Corn Products International has reported increased sales in Q3 and raised its outlook, although profits were hurt by costs related to the acquisition of National Starch.

The Illinois-based corn refiner and supplier of sweeteners and starches reported net income in the third quarter ended September 30 of $38.8m, down 28 percent from $54m for the prior year period. Net sales were $1.02bn, up five percent. The company also reported after tax charges of $23.9m related to the National Starch acquisition.

Corn Products International’s chairman, president and CEO Ilene Gordon said: "I am pleased to report a very good quarter. We saw strong volume growth across all our regions. In North America, we continued to see strong demand from the beverage industry in Mexico, as well as regional volume improvements in processed foods, corrugating and bakery. In South America, volume growth resulted from broad customer demand across multiple segments.

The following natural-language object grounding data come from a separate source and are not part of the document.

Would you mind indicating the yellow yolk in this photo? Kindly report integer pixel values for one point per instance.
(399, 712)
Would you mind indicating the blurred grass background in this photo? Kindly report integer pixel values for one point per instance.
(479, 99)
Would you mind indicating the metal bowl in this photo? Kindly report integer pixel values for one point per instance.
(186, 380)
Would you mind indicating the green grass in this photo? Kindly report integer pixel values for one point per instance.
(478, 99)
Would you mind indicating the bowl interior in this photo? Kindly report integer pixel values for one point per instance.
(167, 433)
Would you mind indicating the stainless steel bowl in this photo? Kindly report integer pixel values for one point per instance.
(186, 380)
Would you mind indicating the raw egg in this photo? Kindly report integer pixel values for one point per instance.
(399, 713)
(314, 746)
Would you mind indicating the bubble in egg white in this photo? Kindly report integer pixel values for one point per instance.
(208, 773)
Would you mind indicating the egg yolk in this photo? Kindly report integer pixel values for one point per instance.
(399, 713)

In Asia/Africa, volume growth continued to be led by customer demand for sweeteners and starches in South Korea and Pakistan."

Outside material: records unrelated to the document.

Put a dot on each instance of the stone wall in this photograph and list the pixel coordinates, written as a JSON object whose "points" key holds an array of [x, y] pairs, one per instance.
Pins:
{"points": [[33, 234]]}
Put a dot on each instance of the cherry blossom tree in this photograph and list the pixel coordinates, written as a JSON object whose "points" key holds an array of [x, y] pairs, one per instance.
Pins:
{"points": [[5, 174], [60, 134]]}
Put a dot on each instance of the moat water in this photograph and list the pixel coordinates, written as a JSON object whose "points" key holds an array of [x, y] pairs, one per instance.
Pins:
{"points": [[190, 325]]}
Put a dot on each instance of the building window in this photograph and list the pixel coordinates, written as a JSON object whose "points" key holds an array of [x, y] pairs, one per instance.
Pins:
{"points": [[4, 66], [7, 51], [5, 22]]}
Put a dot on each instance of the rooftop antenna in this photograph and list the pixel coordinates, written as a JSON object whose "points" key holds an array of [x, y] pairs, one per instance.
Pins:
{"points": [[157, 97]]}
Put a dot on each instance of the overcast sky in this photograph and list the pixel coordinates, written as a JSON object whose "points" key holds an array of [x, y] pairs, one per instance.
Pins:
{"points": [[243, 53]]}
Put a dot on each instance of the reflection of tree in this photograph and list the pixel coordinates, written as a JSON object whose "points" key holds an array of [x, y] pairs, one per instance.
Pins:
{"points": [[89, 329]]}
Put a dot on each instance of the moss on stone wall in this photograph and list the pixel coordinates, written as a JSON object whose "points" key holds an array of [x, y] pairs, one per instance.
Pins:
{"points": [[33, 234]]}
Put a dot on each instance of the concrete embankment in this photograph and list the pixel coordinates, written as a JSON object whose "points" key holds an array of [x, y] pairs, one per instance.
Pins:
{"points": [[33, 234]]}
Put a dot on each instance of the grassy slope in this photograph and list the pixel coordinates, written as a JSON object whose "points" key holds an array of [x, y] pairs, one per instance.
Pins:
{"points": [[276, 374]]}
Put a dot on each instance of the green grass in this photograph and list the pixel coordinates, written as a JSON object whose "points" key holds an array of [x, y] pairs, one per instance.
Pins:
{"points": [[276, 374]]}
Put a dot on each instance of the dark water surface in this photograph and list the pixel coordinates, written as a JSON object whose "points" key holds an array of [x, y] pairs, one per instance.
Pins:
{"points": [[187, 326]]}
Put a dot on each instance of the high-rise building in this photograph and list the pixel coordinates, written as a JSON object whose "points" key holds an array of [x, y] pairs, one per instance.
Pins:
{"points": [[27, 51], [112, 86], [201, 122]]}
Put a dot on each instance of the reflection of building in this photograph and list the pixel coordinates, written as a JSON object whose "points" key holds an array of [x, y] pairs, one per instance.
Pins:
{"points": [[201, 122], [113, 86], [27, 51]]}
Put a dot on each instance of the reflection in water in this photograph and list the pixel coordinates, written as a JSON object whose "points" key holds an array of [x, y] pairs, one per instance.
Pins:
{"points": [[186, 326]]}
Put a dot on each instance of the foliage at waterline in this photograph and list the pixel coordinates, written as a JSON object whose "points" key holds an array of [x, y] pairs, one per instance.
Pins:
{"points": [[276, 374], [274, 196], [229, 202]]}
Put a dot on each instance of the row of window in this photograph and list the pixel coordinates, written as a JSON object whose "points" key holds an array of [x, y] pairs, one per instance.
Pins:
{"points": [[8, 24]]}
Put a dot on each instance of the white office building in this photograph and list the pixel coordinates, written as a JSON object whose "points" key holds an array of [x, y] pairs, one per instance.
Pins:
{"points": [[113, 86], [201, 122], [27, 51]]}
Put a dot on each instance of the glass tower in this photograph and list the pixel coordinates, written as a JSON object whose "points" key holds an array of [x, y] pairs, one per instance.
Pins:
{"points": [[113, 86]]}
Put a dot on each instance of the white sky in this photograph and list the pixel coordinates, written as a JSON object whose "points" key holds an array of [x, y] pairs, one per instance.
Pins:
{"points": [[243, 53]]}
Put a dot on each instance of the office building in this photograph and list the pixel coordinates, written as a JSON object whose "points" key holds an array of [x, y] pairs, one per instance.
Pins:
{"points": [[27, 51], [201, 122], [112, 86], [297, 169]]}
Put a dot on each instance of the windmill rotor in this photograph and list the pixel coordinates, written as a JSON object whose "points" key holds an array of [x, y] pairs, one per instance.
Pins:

The company also increased its outlook from its previous range of $2.55 to $2.75 per share, to $2.75 to $2.85.

"This range excludes the impact associated with the National Starch acquisition and the shutdown of the company's Chilean plant,” said Gordon.

National Starch acquisition

Corn Products International completed its $1.3bn acquisition of National Starch at the beginning of the month, providing the company with a new presence in markets in Europe and Australasia, as well as access to new technologies, and improved scale and capabilities in markets where it already has a presence.

"The National Starch business has rebounded very nicely from the challenges experienced in 2009,” Gordon said. “While we are in the early planning stages for 2011, we expect that the acquisition will have a positive impact on earnings in 2011. We are making good progress with respect to our integration work, and expect to have the two businesses fully integrated over the next 18 to 24 months.”